Categories: Athlete Mental Health

6 Habits to Help Athletes Improve Mental Health

Maintaining mental health is as much of a habit as any other wellness routine like brushing your teeth. For athletes, where pressure is a constant presence, it’s incredibly important to have a mental wellness routine. In mental health coaching, I work with individual athletes to develop a personalized plan. In this article, I’m sharing some of the most popular practices.

1. Distinguish Ego Actions

“Is what I am about to say or do going to bring me peace?” – Dr. Wayne Dyer on the topic of your ego

In competition, you need your ego to help you play fearlessly, but even then you have to strike a balance as a team player. The same goes for everyday life. Dr. Dyer often said that “ego” stands for Edging God Out. We all use our ego-mind every day, but the next time you get worked up, try pausing and thinking about will bring you the most peace—not satisfaction from vindication, but spiritual soulful peace. You can stand up for yourself and be a fierce, fearless competitor without giving your ego full control.

2. Listen to Your Body

“Emotion arises at the place where mind and body meet. It is the body’s reaction to your mind—or you might say a reflection of your mind in the body.” – Eckhart Tolle, Practicing The Power of Now

Your body will tell you all you need to know about your mental wellbeing and your emotions. Sometimes those cues will be subtle and sometimes they will be overwhelming. Because the mind is so powerful, the body may intervene when it needs you to pay more attention. Those cues may range from something that will get your immediate full attention like a panic attack to smaller cues like clenching your jaw at night, fatigue, stomach pains, etc. Your body reacts to your thoughts, emotions, and stress. The systems aren’t separate. When you notice uncomfortable weird, new sensations, especially when they are repetitive, take a step back to see what that’s all about. Athletes know their bodies better than anyone, so listen to it.

3. Mental Health Days

Speaking of taking time off to explore those cues from your body, sometimes everyone needs a mental health day. Some companies even offer these days as paid time off in their benefits packages. So what exactly is a mental health day and what do you do with one? Simply put, it’s a day or two or three for you to clear your mind and breathe. People often use this time to do some of their favorite activities to help them unwind. I recently took a three-day at-home retreat where I spent the bulk of my days in reflection and exploring some issues I needed the space to begin to work through. The daily grind is tough and exhausting, which sometimes doesn’t leave you with enough time or energy to unwind and disconnect. Mental health days can help you do just that and maintain your mental and emotional wellbeing. I offer at-home mental health retreat days as a coach and I invite you to contact me if it’s something you’re interested in learning more about.

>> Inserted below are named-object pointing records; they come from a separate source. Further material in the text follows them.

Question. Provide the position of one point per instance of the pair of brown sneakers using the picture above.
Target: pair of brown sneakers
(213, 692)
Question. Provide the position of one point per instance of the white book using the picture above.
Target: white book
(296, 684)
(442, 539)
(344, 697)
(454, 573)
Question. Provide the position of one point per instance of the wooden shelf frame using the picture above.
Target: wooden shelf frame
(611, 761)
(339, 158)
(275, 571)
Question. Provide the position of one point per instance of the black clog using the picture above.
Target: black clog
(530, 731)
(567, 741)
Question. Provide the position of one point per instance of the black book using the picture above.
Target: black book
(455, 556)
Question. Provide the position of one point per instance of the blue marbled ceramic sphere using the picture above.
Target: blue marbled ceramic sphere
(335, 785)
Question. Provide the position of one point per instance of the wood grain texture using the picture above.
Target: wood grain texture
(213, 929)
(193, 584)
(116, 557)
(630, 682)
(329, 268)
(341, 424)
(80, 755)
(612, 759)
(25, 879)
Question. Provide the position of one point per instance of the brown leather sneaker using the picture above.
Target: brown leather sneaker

4. 5-Minute Meditations and Mindfulness

Mindfulness is being fully present in the moment without distraction. Meditation is using your breath to create space between your thoughts and your reactions. All you have to do is slow down for just a few minutes to bring peace to your day. There is a resource dedicated to this topic on the PurposeSoul® Athletics website where you can read about the benefits mindfulness and meditation for athletes.

Practicing meditation for just five minutes a day can make a big difference in increasing your overall awareness and perception, which will benefit all areas of your life and sport. Because I’m a very active person, I like to combine meditation with mindful movement (see point 5 below). I start with two to three minutes of mindful movement and then I practice meditation for another two to three minutes by sitting or lying down while inhaling and exhaling slowly letting my thoughts float away. The key is to not have expectations about what you will feel or what the outcome will be. Just be.

5. Mindful Movement

Athletes and exercise go hand-in-hand. While there is the benefit of physical release in training and playing your sport, there’s a different mental release that happens outside of games, practices, and weight rooms. Mindful movement isn’t rigid training; it’s fluid movement with focused breathing.

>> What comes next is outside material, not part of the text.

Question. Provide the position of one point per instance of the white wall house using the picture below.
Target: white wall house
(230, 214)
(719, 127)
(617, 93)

Try this as an example: Stand with your arms at your side. Close your eyes. Inhale slowly while lifting your arms up over your head slowly. Pause here for a moment. Exhale slowly while bringing your arms back down. I like to imagine that as my arms float up, I’m gaining strength and clarity and as my arms float down to my side, that all tension, worries, and stress are leaving my jaw, my shoulders and my body.

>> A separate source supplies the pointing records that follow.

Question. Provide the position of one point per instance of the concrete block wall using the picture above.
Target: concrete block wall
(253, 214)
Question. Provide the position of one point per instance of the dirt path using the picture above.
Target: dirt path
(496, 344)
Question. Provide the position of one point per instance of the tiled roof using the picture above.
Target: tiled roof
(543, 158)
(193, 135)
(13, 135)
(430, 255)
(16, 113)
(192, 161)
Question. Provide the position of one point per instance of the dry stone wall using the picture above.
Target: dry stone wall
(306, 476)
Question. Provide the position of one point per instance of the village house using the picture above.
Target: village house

6. Affirmations and Visualizations

Both affirmations and visualizations are a deliberate focus on the end result. I use affirmations every single morning. They are written on a paper next to my bed so it’s the first thing I see when I wake up. The time between the sleeping state and becoming fully awake is the perfect opportunity to train your brain with positive affirmations because your conscious mind hasn’t fully taken over just yet.

I also regularly practice visualizing the end result that I’m seeking as if I’m living it in the moment. You’ve probably heard of athletes who visualize every game and their performance before it happens. It’s a powerful way to build your belief and retrain any negative thought habits. Just like any habit, the more you practice, the better the result.